As co-chair of the roundtable, Selçuk Gültaşlı, Chairperson of the ECPS Executive Board, offered a conceptual framework drawn from Professor Eric Beinhocker’s work on the moral foundations of democratic cooperation. Though Beinhocker could not attend, Gültaşlı summarized his argument: that liberal democracies have violated key fairness dimensions—agency, inclusion, opportunity, and reciprocity—since the 1970s, generating widespread moral outrage and legitimizing the populist backlash.
The roundtable’s academic debate opened with Dr. Aviezer Tucker (University of Ostrava), who challenged the assumption that social contract theory is globally applicable.

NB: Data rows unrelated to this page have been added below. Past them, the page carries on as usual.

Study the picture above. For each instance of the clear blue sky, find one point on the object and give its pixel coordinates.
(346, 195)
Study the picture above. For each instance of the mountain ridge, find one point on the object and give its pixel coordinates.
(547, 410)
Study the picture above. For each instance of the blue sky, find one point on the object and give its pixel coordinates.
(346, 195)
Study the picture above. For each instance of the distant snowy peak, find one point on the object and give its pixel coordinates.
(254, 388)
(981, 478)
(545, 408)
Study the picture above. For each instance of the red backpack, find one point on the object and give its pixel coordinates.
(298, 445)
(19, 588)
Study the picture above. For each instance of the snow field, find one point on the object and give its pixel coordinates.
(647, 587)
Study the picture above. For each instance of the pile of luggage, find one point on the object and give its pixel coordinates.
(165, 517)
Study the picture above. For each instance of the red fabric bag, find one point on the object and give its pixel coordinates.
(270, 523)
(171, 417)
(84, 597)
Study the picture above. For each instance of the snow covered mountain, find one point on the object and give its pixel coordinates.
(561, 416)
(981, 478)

Instead, he traced the rise of populism to elite self-preservation, blocked mobility, and institutional failures, and proposed bold reforms in education, housing, and digital media regulation.
Lord John Alderdice, drawing on his leadership in the Northern Ireland peace process, emphasized the emotional roots of democratic crisis: humiliation, perceived injustice, and disillusionment with democratic outcomes. “People forget arguments,” he said, “but they don’t forget how you made them feel.”
Professor Julian F. Müller (University of Graz) closed the panel with a philosophical plea for conceptual precision. Warning against the moral and political costs of conflating populism with conservatism or racism, he argued that mislabeling people with real grievances risks reinforcing the very alienation populists exploit.
In her concluding reflections, Irina von Wiese, Honorary President of ECPS, drew on both personal memory and political experience to emphasize the human stakes of a fractured social contract. Recalling her upbringing in postwar Germany and her current role as a councillor in Southwark—one of London’s most starkly unequal boroughs—she illustrated the lived realities of inequality where extreme wealth and deep deprivation exist side by side. Echoing Eric Beinhocker’s core arguments, von Wiese noted that the mix of anger and resignation she encounters daily requires no academic training to interpret. For her, the path to renewal lies in restoring public trust by upholding dignity, enabling agency, and demonstrating that democracy can still deliver for all.
Together, these contributions reflected von Wiese’s closing message: that “populists are not the disillusioned masses but the exploiters,” and that rebuilding democracy begins with respect, representation, and honest engagement.